The atom itself isn’t even atomic, as there are quarks and other strange particles, but you get the idea of “atom” for the thought experiment.
- You’d need some multiplicand of atoms to describe this information–very likely already requiring a few orders of magnitude of atoms per recorded atom. This would be a reading and writing mechanism, again a few orders of magnitude per atom that somehow encodes information about the ones you’re observing. (I.e., computer memory requires some 1e25 atoms (500g of silicon) to manipulate 8e12 bits of information (1 TB)–criminally inefficient.)
- You’d need motive forces that would be so inclined as to construct this system, themselves constituting overhead rather than a storage mechanism. E.g., powerful creatures with space thumbs.
- You’d need to have constructed the system in such a way that it could transmit or collate that information despite the inflation and entropy of the universe, and be willing to discard or localize data (locally accessible but inaccessible from other parts of the universe) that simply couldn’t overcome time horizons.
- You’d need a non-destructive or at least not particularly invasive method of recording the state of each atom even when squeezed in among siblings (and we’ll assume such a thing is possible, although it almost certainly isn’t)

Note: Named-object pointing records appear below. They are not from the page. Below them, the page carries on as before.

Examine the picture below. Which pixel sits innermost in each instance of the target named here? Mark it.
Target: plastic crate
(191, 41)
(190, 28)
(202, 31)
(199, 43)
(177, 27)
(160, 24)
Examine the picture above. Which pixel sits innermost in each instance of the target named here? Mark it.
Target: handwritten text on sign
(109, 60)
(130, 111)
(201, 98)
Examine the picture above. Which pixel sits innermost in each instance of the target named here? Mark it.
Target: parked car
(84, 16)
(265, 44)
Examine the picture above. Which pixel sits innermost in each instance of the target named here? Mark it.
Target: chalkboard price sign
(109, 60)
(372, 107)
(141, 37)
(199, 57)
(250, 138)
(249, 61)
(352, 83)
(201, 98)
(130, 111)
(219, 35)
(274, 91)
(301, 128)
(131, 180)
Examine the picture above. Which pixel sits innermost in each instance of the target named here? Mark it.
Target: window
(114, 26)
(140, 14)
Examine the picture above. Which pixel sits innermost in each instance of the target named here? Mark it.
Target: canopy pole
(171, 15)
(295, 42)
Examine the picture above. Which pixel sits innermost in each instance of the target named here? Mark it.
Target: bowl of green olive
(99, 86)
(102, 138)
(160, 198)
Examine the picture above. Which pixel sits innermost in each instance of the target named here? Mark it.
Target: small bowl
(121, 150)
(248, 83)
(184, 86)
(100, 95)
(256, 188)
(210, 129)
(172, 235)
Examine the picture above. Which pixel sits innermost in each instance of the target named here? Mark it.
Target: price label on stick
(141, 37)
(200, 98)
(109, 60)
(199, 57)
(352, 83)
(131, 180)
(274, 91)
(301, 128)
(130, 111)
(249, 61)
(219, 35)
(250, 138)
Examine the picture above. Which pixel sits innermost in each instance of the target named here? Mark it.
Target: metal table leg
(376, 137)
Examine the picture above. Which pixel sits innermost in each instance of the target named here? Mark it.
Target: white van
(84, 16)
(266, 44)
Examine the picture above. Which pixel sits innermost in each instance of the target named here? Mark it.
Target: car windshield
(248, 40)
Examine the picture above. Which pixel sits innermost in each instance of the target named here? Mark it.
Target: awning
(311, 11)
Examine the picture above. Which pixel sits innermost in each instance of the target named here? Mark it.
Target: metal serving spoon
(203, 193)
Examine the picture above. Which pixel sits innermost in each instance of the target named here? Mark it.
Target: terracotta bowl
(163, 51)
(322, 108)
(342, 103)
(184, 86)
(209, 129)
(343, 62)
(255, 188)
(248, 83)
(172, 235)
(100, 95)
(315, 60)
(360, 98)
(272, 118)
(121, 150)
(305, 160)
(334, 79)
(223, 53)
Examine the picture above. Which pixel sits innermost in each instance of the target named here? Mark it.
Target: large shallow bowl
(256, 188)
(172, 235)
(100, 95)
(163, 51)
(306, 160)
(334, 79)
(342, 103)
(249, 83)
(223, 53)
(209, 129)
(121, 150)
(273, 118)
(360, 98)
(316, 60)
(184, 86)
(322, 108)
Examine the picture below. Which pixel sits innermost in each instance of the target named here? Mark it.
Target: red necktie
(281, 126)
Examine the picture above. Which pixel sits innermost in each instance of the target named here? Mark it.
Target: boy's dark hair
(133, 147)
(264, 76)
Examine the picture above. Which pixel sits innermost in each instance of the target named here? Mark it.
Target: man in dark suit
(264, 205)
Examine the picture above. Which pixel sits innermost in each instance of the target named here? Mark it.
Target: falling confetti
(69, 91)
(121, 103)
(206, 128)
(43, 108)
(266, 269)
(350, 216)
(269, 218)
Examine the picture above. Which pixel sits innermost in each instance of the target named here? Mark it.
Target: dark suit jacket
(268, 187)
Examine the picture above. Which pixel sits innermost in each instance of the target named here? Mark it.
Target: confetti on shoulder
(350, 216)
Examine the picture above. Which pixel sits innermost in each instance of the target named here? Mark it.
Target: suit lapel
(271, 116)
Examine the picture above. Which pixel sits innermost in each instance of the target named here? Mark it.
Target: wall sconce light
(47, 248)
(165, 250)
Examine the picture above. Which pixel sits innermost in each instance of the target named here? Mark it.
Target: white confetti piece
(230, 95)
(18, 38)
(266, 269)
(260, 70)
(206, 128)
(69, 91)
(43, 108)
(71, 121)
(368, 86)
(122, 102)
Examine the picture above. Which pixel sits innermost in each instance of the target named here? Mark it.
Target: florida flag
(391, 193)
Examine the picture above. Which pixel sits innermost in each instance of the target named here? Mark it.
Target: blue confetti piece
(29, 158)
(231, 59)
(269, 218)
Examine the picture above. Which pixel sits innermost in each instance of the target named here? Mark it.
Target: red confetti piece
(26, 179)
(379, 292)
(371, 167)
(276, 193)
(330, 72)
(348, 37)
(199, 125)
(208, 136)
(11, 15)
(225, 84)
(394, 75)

- In a Gödelian puzzle, as I vaguely understand the term from GEB, the system itself would necessarily fail to encode information about its own history
Thus in the best-case scenario, you’re talking about an encoding inefficiency that necessitates only being able to record the state of some smaller subsection of the rest of the universe, and that would require the entire rest of the universe to be dedicated to that task, which is presumably unlikely.